Stem cell transplant offers 'chance for life' ― and complications
Kristin enrolled in a clinical trial of cord blood transplantation led by Dr. Delaney. Cord blood is a lifesaving option for the thousands of patients each year who, like Kristin, do not have a conventional adult donor match.
Kristin: I received my transplant on February 4, 2015. I had [cord blood from] two infants, a baby girl and a baby boy.
Janet: It was a chance for life for her. And it didn’t hit me until in the room, when they brought the bags in and hung them, that this was really a sacred moment. That this was a potential of life. That it was really another mother giving the gift of life to my child. I was really overcome with the sacredness of it.
Kristin: [After] a cord blood transplant, your immune system is an infant’s. Unfortunately in June of 2015, I did get a couple of viruses. … Those are thought to have led to [what happened] in July: I became quadriplegic. … Lesions formed on brain and my spinal cord, which led to total body paralysis and severe neurological issues.
Janet: She was telling me she was really at peace, she was ready to die now, because she couldn’t go on in that way, with the paralysis from the neck down. I was told by a doctor that she would not survive that week. My prayer then was that she would face this without being fearful. She was so peaceful, it was frightening actually. After a couple weeks, when it looked like she was going to survive it, then [the question was,] how do you live in that way?
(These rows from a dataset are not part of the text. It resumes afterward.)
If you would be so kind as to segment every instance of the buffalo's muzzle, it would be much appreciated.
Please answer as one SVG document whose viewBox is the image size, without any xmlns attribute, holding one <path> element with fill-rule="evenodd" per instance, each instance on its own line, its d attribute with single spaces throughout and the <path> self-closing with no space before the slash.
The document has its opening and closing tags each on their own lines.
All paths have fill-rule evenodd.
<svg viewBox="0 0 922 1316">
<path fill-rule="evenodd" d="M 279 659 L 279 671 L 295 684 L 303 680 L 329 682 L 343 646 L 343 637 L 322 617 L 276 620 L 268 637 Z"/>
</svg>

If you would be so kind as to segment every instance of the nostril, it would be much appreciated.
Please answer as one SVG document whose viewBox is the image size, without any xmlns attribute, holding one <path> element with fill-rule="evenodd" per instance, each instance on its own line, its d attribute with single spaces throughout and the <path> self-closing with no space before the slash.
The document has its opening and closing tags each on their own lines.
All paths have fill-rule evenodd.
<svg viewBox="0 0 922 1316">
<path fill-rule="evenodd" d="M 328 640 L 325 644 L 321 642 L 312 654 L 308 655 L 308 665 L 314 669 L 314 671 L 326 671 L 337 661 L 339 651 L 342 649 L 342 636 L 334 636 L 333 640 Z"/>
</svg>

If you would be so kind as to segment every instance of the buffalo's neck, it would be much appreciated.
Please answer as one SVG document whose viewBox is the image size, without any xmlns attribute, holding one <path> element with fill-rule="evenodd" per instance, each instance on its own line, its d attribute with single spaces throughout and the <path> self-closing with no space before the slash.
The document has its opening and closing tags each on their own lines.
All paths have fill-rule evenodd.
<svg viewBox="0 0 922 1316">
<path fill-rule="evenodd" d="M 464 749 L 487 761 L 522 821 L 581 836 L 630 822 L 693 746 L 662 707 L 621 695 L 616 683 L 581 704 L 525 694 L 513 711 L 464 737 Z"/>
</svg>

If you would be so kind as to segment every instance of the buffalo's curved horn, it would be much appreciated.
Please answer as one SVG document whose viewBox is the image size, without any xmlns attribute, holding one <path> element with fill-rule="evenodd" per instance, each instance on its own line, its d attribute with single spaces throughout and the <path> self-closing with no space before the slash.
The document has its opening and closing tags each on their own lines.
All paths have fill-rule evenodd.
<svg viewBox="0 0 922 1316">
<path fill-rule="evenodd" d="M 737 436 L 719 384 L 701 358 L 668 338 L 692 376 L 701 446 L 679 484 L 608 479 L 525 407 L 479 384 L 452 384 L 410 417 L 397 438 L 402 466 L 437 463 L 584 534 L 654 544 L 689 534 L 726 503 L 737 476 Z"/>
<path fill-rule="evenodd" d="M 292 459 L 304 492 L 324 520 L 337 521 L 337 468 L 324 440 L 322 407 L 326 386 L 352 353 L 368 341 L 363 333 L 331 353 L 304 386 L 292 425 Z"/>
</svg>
Kristin: There was someone who came into my room, a volunteer who had contracted some other virus that had left her paralyzed. I remember, she walked into my room. Her point was, if you have the will you will overcome it. Even if you are disabled for life, you will find a way to overcome the challenge. You just have got to work for it. From that point forward, it gave me hope.
Janet: For her going from that, her dream was just to stand upright. She has reached that, and now [is] able to walk with the cane and even practicing with nothing. My prayer and hope for her is continued healing for balance and endurance, and to make new dreams.
Kristin: I just celebrated my one-year anniversary [of the transplant] on February 4, and I’m still in remission so that’s very exciting. We went out to a restaurant, my mom and my boyfriend, and had a good meal and dessert. My family sent me all these greetings; I got cards from a lot of people. Really, it is kind of going to be my new birthday going forward.
All these things kept happening on the cancer journey, but the fact is that choosing hope was always the guiding force behind it. No matter how everything plays out, no matter what happens. It’s just that you always have to hope. You have another day, you’re still here, and whatever it is you make the best of it. My goal really is: If I can somehow give back, if I can help other cancer patients through what I’ve learned, the inspirations that help me, to educate them, support them ― then that’s what I want to do.
My hope is that by educating people on everything I’ve learned, the immunotherapy, the cord blood, just everything, that it can help someone else in the future ― some other patient who’s waiting for something, some kind of hope, some new thing that they can try to fight their cancer.